Coeur d'Alene River Report
August 14, 2017
St.Joe River Fishing Report
The Joe has been fantastic of late. Even with the heatwave, this stream produces fish all day long. I fished up there for two days last week and had two great days. Fish were receptive to all sorts of things, including small beadheads, beetles, ants, hoppers of many sizes and colors, PMDs, caddis and even some small streamers. A parachute Madam X with a small Pheasant Tail dropper was a great rig. I ran my dropper maybe 12-18” behind the hopper, but actually got more eats on the dry than the dropper.
I fished quite a bit of water ranging from the upper river above Gold Creek and Red Ives all the way down low to Marble Creek. All fished great. This week should be dynamite as we are suppose to get a change in the weather, meaning 70s and 80s and a chance of showers. This should do wonders for the St. Joe and other rivers. Floating is still a great option on the lower end of the river and I’m getting great reports from folks drifting from Marble Creek downstream to Big Eddy. So if you have a chance to get out next week in the cooler temps, I envy you!
Coeur d’ Alene River Fishing Report
The Coeur d Alene River has been fishing decent. Again, the hot spell for the past couple of weeks put a damper on fishing here. The evenings and early mornings have been good, but the CDA is a bit of a struggle during midday hours. The cool down this coming week will help. Purple Hazes, PMDs, small PMXs in yellow and lime, and mid-to smaller Morish Hoppers are good bets. Beetles and ants are a good choice behind your hopper. Swinging soft hackles in the evenings during the caddis hatch work wonders, too.

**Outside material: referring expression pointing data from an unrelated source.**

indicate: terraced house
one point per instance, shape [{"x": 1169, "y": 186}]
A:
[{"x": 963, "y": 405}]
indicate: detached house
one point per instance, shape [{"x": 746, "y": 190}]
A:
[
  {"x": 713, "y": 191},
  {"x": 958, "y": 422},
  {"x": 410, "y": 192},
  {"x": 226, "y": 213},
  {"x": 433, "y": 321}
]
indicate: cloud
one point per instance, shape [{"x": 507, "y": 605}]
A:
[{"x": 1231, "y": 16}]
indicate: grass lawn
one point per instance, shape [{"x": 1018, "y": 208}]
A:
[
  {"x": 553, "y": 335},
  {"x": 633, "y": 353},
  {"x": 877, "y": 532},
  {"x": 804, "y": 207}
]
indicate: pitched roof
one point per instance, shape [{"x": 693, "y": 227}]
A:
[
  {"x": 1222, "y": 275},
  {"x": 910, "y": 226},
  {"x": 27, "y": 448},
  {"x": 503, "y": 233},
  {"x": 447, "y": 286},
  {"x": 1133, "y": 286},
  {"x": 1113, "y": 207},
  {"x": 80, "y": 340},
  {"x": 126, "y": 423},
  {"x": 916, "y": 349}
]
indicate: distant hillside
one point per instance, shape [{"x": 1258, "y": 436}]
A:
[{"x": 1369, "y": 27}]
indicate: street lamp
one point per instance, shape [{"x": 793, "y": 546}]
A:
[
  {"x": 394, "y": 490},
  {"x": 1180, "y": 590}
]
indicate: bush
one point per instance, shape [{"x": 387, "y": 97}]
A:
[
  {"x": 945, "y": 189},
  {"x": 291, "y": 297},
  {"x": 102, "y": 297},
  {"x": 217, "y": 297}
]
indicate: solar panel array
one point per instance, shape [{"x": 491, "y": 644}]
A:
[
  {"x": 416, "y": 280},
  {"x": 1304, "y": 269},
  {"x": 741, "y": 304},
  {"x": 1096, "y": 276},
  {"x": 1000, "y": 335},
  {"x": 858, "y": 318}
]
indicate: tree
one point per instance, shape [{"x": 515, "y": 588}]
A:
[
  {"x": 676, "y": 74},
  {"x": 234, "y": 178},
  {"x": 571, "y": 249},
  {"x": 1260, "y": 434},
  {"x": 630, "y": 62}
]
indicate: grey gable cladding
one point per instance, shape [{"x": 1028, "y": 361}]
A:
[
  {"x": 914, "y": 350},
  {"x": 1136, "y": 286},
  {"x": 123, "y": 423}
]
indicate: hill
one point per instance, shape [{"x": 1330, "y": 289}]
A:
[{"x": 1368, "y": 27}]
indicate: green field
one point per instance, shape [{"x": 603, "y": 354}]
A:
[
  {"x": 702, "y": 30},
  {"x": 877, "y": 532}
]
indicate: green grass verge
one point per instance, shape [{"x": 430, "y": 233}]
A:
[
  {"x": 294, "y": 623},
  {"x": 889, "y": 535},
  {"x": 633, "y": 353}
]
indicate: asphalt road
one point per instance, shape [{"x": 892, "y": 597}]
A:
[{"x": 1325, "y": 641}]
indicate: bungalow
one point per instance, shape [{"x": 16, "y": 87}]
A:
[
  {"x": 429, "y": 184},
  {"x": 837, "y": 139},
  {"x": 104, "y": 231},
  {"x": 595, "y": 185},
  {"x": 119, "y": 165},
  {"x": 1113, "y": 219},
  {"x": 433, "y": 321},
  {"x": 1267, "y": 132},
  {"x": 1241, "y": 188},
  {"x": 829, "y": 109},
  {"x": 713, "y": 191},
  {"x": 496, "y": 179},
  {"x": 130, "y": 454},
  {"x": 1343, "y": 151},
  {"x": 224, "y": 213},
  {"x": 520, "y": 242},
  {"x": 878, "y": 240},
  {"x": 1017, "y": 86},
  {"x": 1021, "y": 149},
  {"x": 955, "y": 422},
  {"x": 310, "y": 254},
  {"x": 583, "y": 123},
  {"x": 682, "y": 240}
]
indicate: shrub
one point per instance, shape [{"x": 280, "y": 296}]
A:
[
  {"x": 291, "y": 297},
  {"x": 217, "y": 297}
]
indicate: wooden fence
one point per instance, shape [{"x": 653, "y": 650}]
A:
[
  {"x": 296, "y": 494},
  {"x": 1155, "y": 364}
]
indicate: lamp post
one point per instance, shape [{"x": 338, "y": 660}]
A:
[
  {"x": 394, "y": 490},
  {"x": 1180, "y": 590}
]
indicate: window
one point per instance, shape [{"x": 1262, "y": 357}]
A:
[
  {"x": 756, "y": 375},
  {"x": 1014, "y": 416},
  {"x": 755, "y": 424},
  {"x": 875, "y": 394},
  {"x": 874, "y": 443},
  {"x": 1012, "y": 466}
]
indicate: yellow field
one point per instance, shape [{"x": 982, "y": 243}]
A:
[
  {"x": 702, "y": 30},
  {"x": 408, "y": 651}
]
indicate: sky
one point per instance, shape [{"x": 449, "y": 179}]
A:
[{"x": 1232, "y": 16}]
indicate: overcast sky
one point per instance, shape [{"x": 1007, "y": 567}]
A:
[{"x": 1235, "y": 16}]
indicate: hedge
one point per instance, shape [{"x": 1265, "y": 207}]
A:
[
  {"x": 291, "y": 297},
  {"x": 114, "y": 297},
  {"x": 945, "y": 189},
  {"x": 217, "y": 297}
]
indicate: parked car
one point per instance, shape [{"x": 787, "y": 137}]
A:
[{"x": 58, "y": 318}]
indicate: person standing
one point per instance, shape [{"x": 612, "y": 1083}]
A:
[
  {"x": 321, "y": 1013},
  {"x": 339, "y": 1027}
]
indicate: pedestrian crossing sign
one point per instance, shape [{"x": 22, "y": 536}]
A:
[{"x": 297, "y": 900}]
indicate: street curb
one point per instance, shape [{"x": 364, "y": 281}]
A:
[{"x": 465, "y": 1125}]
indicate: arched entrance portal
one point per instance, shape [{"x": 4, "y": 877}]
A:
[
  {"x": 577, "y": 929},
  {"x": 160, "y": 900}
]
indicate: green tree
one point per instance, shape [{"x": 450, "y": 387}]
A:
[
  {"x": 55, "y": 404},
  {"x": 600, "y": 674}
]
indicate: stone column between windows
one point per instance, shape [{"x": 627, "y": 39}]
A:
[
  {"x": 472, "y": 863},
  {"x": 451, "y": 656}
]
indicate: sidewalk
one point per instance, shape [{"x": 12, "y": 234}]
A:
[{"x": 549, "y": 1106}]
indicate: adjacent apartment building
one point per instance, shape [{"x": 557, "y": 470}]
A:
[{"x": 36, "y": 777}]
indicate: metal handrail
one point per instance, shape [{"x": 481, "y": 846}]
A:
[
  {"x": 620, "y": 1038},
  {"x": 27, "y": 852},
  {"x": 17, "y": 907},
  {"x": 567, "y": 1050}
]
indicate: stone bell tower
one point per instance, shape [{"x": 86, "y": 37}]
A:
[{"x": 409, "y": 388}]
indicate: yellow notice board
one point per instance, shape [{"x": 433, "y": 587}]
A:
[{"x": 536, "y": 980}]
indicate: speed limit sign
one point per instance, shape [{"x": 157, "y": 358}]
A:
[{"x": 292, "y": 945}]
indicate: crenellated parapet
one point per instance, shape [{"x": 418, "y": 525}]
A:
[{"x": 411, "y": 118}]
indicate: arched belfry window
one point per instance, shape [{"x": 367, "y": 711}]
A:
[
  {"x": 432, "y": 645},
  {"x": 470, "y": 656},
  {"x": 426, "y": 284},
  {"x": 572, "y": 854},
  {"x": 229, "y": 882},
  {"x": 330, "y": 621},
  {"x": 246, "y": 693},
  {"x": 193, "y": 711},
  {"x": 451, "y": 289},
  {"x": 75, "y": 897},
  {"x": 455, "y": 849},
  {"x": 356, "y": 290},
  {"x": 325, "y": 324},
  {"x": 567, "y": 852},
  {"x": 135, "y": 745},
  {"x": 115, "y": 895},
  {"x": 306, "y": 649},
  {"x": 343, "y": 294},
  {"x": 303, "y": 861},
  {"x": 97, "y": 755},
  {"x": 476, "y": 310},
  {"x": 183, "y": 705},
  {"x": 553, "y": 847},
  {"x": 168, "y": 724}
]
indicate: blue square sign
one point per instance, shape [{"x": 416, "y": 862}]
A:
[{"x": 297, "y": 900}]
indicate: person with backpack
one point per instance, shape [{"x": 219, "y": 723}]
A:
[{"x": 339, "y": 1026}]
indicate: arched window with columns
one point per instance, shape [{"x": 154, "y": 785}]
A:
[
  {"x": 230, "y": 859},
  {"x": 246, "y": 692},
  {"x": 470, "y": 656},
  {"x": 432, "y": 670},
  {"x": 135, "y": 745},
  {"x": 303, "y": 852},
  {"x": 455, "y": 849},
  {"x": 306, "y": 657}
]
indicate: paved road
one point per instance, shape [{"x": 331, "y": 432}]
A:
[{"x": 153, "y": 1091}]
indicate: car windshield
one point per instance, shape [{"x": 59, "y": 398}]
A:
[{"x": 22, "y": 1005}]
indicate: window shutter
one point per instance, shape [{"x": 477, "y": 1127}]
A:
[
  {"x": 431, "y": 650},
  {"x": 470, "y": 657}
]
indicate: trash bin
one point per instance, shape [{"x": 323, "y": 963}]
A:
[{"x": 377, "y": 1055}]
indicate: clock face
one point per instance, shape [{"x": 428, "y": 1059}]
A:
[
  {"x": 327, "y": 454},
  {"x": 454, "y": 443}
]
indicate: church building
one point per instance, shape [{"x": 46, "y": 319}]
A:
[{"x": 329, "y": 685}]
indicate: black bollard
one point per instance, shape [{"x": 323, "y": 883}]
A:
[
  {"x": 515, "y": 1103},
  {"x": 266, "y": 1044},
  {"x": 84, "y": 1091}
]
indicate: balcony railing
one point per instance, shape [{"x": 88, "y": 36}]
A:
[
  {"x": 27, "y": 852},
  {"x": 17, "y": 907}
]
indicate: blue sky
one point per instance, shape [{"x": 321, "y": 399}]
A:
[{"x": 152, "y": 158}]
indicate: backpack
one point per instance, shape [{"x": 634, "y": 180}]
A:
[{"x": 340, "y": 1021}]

Don' be afraid to pull a big black or olive streamer through the run you just fished with your dries. Still hearing of decent streamer fishing on the CDA.Clark Fork River Fishing Report
The Clark Fork River in Montana (near St. Regis) has been good. Pick your battles though. At daybreak look for trout in the flats sipping Tricos. Also look for an egg laying caddis bouncing around from the previous night. A small #14 or 18 caddis, skated or twitched with a soft hackle behind, produces well. Large hoppers or Chernobyls tight to the banks will roll some big boys, but try running a simple black beetle behind the big fly for the picky fish. You may get three out of 10 fish to eat the big hopper, which is fun, but the beetle can up your counts a bunch. PMD's will be around early, too. Match them with small #16’s-20’s. A good combo is a PMD Sparkle Dun or Comparadun with a Trico spinner as a dropper behind. That works well on sippers. A big crayfish imitation will get some looks too. Strip them fast and don't be afraid to look for fish in pretty skinny water early in the morning—they may surprise you. Small beadhead rigs in the foam-lines and rock walls will get them as well. Evenings will be fantastic with tons of caddis about and PED (pale evening dun) spinners as well. In the evenings, downsize your caddis to #16-20 and run a small caddis emerger or soft hackle behind it.